I tend to tune the whole thing out, so as it happens, I learned Spike Lee won by reading about the comments about his acceptance speech. That’s kind of messed up, but here we are. This broke down in two ways: white people — He’s too political! He’s racist! (Because apparently talking about race is racist.) He’s using the platform inappropriately! And of course Cheeto flea had to tweet his illiterate nonsense. The Black people were more like: Yes! Thank you, Spike! We love you! Actually I think they said it in a cooler way, that was me white paraphrasing.

Now I was intrigued. Hmmmm. What did that fiery artist say now? He has always been outspoken about race and social justice — have you seen the pivotal scene near the end of “Do the Right Thing” where his usually non-threatening character has to decide — does he join a riot prompted by the unjust death of a Black man in his neighborhood or hold back and not destroy the pizza shop window of his white employer?

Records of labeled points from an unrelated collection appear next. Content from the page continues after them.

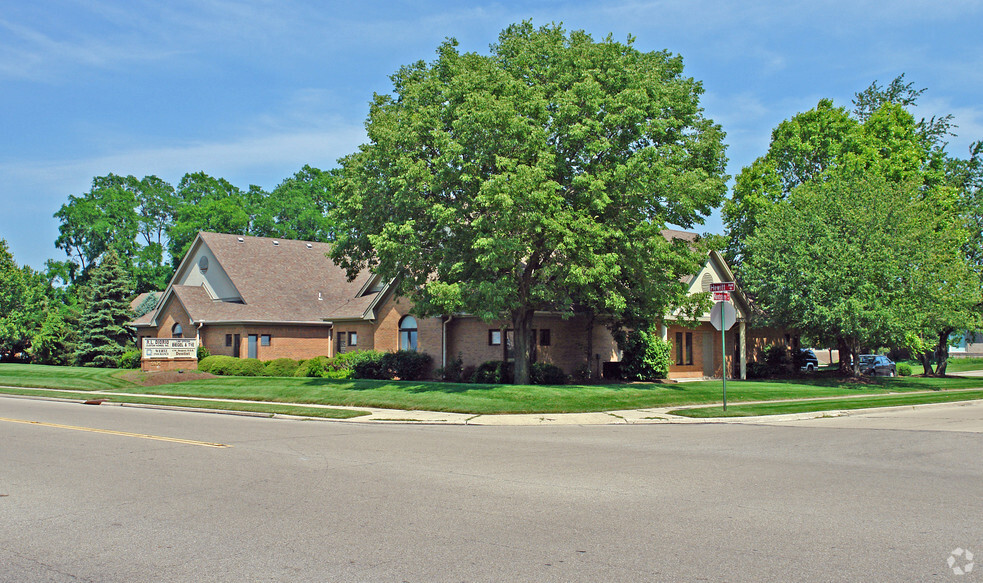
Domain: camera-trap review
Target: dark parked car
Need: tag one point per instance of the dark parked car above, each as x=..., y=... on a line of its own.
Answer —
x=875, y=364
x=807, y=360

As I was leaving the theater after that movie, all the black people were pumped up, and all the white people looked pale and uncomfortable. As they should. Spike has been telling us what’s what for more than 30 years now, He’s directed more than 24 movies and produced and created even more short films and documentaries. There’s even a Netflix series, based on the movie “She’s Gotta have It,” but I haven’t seen it — I’m experiencing FOMMM (fear of messing with my movie).

What does my artistic role model and inspiration have to say now in 2019, such as we are? I watched the clip, with some anticipation.

And there he was, a man of middle age, gripping a piece of paper, visibly shaking and doing his best to speak the Truth in his allotted time of almost 3 minutes. And what did he say that got some people’s panties in a twist? Calling on remembering the slave ancestors and the sacrifices they made. He named his grandmother, the daughter of a slave and graduate of Spelman College, and thanked her for saving her social security checks so he could go to Morehouse and NYU. She called him Spikey Poo. He called for remembering the genocide of the native people and said connecting with our ancestors would bring us wisdom and help us regain our humanity. Oh, and there was a bit about 2020 presidential election being right around the corner: “Make the moral choice between love versus hate.” Then he said “Do the Right Thing,” and he laughed, “You know I had to get that in there!”

So, yes, it was altogether shockingly … calm? Inspiring? Heartfelt with personal thanks to his grandma? Funny? Similar to what any non-Trump supporter is saying about 2020? Rooted in facts that are already established? Yes, Black people were brought here from Africa as slaves, Natives were definitely killed en masse, and there is documented hate going around.

I can totally see how shouting out to your grandmother is really just wasting people’s time with useless personal thanks. Thank your industry buds, your spouse, and move it along.

None of it matters. Spike Lee, after 5 nominations finally was recognized for the work he has been doing tirelessly, with integrity, honesty, and passion. Thanks Spike for your inspiration and for setting this white girl on a path of better understanding 30 years ago about what it means to be Black in America. And thank you for doing it with humor, music, clear-eyed Truth, and without apology. I’m going to watch your video again and get to work.